Madre

Es una flor elegante, distinguida y humilde.

En el jarrón hay una blanca flor que nos enseña

la pureza del alma.

Es una flor alegre,

a veces triste, pero siempre digna.

Oh, qué día, madre.

Es el nombre de esa flor y te llamo MADRE

Eres la flor misma.

Eres el regazo de nuestra existencia.

Eres la prolongación de nuestro vivir.

Madre, tu voz cristalina se levanta como un canto.

Madre, tu voz silenciosa la llevas contigo

Para ti, madre, te invoco.

Llena de alegría que la irradias contigo

a veces la llenas de una melancolía.

Tú clarividencia es pureza enfrentando turbulencias

Impureza humana.

Tú, la clarividencia es en busca de refugiar el dolor.

Tú clarividencia y lucidez te encauzan.

Devolviendo su cauce natural a la paz universal.

acunando lágrimas que musitas contigo 

levantando tu rostro con tu signo de dignidad.

También levantas el ánimo en el campo de la hermandad.

Decid a los demás, levantaos que hoy estoy de fiesta universal.

Soy madre y  quiero compartirla con todas las madres de la humanidad.

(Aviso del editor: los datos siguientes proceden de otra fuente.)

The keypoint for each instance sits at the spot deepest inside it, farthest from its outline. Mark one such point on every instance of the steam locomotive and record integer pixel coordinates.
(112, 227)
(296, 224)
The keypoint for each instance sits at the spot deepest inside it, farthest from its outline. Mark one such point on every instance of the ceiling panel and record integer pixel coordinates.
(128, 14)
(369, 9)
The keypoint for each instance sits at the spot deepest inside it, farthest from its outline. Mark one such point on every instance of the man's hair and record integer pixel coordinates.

Qué quieres que te diga, MADRE.

Con solo decir esta palabra, se llena mi corazón.

Tierna te levantas y das amor. 

Cuántas veces me pregunto, MADRE

Cuando extiendes el sondeo de tu mirada

solo se una cosa, 

solo se algo de tu vida

ERES MADRE.

Eres la continuación de mí y los míos

De ti tengo la alegría de soñar,

de ser libre y de vivir.

Me diste alegría en mi vida 

vi en ti un rostro distinguido

y vi también un rostro surcado de vida silenciosa

y con un arroyo alegre de vivir.

Madre, es el nombre de la flor 

y te llamo MADRE

Eres la flor 

Eres la llama del firmamento y la esperanza

Eres la llama de la paz

porque en todas partes del mundo y en todos los lenguajes

van naciendo en nuestro consciente nuestra primera palabra MAMÁ

Y veo una iluminación en el amanecer 

y esa luz placentera se ilumina en el lugar.

La  flor blanca brilla dorada con el calor humano del hogar.

Hoy es un día, esto te es señalado.  

Granada, humildemente no pregona su sencilla cuna.

porque su presencia da vida 

porque su presencia da fe

La  miramos y decimos complacidos

MADRE, tú eres la dignidad

eres el tronco de la humanidad.

Por eso, madre te elegí a ti. 

Eres todo, MADRE, del universo.

Con tu sabiduría, libertad, amor, claridad y lealtad

Buscas las piedras de fortaleza para la humanidad.